Wartasidik.co — Jakarta

Sejumlah korban Koperasi Sejahtera Bersama berjumlah 32 orang melaporkan Direksi KSP SB ke Mabes POLRI dengan dugaan penipuan, penggelapan dan Tindak Pidana Pencucian uang, pasal 378, 372 KUHP dan pasal 3,4,5 Tindak Pidana pencucian uang dengan ancaman pidana maksimal 20 tahun penjara. LQ Indonesia Lawfirm, 14 Oktober 2021.

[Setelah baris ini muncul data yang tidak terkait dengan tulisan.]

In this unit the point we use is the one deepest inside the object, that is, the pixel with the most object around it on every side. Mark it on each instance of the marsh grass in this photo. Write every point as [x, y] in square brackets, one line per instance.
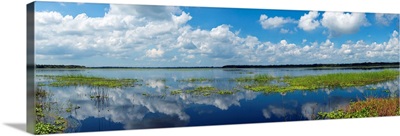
[257, 78]
[342, 79]
[93, 81]
[371, 107]
[203, 91]
[263, 83]
[47, 122]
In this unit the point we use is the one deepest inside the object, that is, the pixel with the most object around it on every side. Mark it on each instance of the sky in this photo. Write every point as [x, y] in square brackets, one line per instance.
[165, 36]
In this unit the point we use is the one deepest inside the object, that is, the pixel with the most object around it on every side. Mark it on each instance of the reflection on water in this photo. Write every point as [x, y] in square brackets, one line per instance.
[152, 106]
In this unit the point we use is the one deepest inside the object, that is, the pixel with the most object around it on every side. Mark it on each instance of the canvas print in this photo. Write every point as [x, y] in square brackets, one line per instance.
[101, 67]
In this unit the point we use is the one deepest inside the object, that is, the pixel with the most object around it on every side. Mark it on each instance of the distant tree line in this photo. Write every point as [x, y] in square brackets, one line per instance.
[365, 64]
[60, 66]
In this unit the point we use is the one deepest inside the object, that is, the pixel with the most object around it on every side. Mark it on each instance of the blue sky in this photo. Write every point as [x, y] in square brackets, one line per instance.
[153, 36]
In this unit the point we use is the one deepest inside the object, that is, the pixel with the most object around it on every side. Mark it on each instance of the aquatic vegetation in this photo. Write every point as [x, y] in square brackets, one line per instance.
[257, 78]
[313, 82]
[81, 80]
[197, 80]
[371, 107]
[342, 79]
[176, 92]
[48, 122]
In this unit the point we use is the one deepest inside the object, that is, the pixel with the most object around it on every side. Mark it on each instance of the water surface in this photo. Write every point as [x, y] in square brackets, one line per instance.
[150, 104]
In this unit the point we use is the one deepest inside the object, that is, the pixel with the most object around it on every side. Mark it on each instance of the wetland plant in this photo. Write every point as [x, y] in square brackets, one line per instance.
[371, 107]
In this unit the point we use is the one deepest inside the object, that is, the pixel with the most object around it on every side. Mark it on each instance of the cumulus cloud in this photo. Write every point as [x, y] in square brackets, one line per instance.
[385, 19]
[308, 21]
[124, 32]
[273, 22]
[339, 23]
[135, 33]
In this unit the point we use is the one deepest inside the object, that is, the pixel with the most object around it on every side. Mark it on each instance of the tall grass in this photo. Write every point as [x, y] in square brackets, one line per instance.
[82, 80]
[256, 78]
[342, 79]
[262, 83]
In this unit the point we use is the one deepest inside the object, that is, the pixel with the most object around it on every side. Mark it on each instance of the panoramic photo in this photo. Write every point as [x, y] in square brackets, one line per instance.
[102, 67]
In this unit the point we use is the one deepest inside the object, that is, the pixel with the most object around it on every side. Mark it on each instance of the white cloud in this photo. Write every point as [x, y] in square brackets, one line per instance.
[154, 53]
[304, 41]
[273, 22]
[308, 21]
[137, 36]
[124, 32]
[339, 23]
[385, 19]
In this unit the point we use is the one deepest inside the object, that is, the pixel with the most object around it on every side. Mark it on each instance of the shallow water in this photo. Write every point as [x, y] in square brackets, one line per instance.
[150, 104]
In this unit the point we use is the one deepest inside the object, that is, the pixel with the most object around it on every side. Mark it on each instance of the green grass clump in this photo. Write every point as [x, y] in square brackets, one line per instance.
[342, 79]
[47, 122]
[372, 107]
[197, 80]
[82, 80]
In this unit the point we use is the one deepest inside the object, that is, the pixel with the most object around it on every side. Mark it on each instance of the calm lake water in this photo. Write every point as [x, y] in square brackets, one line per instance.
[150, 104]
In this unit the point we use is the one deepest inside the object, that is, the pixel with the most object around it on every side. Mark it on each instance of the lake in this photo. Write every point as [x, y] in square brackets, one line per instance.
[150, 104]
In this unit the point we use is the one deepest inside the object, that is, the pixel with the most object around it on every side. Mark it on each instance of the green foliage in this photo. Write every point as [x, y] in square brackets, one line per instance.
[46, 126]
[81, 80]
[257, 78]
[342, 79]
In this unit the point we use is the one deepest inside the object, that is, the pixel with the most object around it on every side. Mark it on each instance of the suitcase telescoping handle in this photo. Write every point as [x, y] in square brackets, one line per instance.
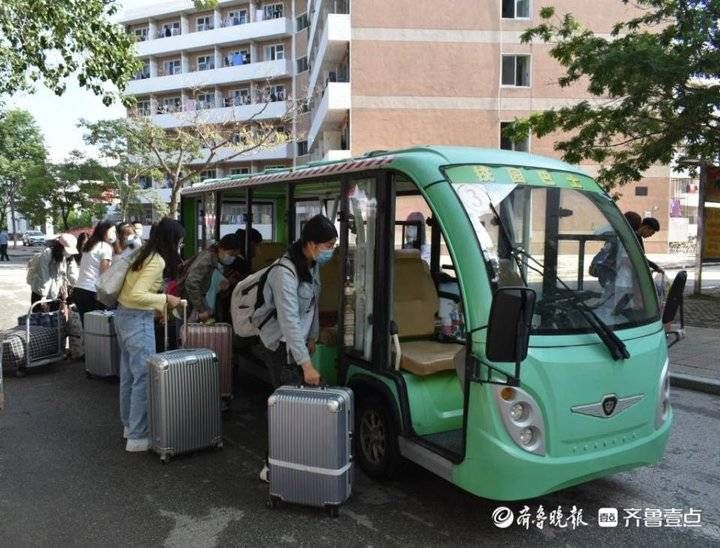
[183, 304]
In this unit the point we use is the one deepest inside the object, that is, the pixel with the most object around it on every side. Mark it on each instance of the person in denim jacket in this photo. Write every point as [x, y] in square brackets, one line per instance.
[289, 316]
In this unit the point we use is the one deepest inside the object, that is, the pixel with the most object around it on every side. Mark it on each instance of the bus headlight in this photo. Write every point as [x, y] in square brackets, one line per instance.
[522, 418]
[663, 403]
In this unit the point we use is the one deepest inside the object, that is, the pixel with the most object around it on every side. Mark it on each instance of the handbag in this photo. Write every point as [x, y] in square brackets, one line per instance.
[109, 285]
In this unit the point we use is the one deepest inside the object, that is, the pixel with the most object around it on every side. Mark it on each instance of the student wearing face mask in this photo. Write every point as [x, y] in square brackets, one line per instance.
[138, 230]
[96, 259]
[48, 275]
[289, 315]
[125, 238]
[205, 278]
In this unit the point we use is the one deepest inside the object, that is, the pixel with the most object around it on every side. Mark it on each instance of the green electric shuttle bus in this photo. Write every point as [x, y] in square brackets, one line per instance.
[492, 311]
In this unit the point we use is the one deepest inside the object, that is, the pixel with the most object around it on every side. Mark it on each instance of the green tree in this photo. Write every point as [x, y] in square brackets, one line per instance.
[656, 83]
[73, 190]
[22, 150]
[181, 154]
[48, 41]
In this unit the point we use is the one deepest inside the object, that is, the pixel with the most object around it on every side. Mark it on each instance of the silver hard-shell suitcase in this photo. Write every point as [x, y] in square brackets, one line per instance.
[184, 406]
[310, 440]
[102, 352]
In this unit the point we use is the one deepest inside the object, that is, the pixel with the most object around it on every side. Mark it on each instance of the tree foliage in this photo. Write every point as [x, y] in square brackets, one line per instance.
[73, 189]
[48, 41]
[180, 154]
[22, 149]
[655, 82]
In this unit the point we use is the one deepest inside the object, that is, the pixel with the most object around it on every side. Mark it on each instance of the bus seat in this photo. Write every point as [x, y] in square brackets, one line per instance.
[415, 301]
[266, 253]
[415, 304]
[330, 282]
[428, 357]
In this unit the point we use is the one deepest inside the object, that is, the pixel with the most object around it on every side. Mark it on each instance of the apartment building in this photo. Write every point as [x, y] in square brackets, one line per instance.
[375, 75]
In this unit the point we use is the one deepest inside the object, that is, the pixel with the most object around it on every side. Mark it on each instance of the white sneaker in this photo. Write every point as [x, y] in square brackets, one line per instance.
[135, 446]
[265, 474]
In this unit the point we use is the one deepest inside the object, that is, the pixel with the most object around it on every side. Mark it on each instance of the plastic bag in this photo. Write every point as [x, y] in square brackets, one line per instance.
[109, 284]
[662, 286]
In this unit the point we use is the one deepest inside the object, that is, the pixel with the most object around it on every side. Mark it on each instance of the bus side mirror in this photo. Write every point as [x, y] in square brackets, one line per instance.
[508, 333]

Laporan Polisi dengan Nomor STTL/400/X/2021/BARESKRIM tanggal 13 Oktober 2021 dengan Pelapor Advokat Rizki Indra Permana, SH, MH dari LQ Indonesia Lawfirm diterima SPKT Mabes POLRI setelah melewati proses rekomendasi. Terlapor adalah Vini Noviani dan Iwan Setiawan direksi dan pengurus Koperasi Sejahtera Bersama.

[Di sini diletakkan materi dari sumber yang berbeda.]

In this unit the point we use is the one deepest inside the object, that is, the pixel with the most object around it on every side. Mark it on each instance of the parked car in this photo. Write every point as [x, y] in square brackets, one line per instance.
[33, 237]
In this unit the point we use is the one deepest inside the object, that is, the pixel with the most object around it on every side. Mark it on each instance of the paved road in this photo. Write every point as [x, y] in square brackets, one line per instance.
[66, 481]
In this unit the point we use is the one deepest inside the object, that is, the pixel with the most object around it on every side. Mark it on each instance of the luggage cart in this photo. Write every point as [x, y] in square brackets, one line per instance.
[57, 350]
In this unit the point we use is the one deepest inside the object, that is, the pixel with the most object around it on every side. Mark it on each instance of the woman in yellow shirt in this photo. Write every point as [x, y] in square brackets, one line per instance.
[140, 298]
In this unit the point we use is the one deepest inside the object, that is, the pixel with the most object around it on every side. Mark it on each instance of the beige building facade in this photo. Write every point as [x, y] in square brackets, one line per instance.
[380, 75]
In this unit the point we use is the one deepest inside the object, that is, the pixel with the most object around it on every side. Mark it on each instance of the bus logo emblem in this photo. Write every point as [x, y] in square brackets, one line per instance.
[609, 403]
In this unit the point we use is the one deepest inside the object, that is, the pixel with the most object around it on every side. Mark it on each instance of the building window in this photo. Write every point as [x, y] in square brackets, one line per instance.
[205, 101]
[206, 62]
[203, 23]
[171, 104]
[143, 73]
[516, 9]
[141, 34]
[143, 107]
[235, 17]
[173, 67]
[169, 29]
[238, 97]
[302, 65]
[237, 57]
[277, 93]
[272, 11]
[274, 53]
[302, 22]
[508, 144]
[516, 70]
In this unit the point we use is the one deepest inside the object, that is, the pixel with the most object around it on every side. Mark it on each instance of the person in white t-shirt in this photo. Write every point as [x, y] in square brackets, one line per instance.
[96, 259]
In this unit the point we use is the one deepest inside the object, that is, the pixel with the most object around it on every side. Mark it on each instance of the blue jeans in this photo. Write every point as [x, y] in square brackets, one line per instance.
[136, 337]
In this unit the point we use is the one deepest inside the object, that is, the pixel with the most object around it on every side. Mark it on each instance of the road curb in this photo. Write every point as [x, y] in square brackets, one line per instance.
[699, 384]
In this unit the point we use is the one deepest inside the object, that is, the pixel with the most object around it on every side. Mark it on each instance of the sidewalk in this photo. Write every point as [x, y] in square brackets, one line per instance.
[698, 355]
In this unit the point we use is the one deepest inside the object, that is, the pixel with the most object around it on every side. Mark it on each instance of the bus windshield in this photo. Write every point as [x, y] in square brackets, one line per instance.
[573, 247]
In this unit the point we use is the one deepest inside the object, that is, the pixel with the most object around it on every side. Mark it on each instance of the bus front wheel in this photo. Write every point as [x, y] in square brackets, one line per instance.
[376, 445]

“KSP SB diduga melakukan penipuan, penggelapan dan pencucian uang dikarenakan uang simpanan berjangka yang jatuh tempo tidak dapat ditarik oleh nasabahnya. Koperasi itu bentuknya simoan pinjam, kan jika benar dana para anggota koperasi dipinjamkan ke anggota lainnya, tidak mungkin semuanya tidak bisa ditarik. Dalam kondisi krisispun bank-bank di Indonesia tingkat Non Performing Loan atau kredit macet paling 5%. Dengan tidak dapat ditariknya dana nasabah besar dugaan kami bahwa dana tidak disalurkan dalam pinjaman ke anggota Koperasi melainkan disalahgunakan dan dicuci menjadi aset-aset oleh pengurus KSP SB. Biar nanti penyidik Mabes POLRI membuktikan hipotesa kami.”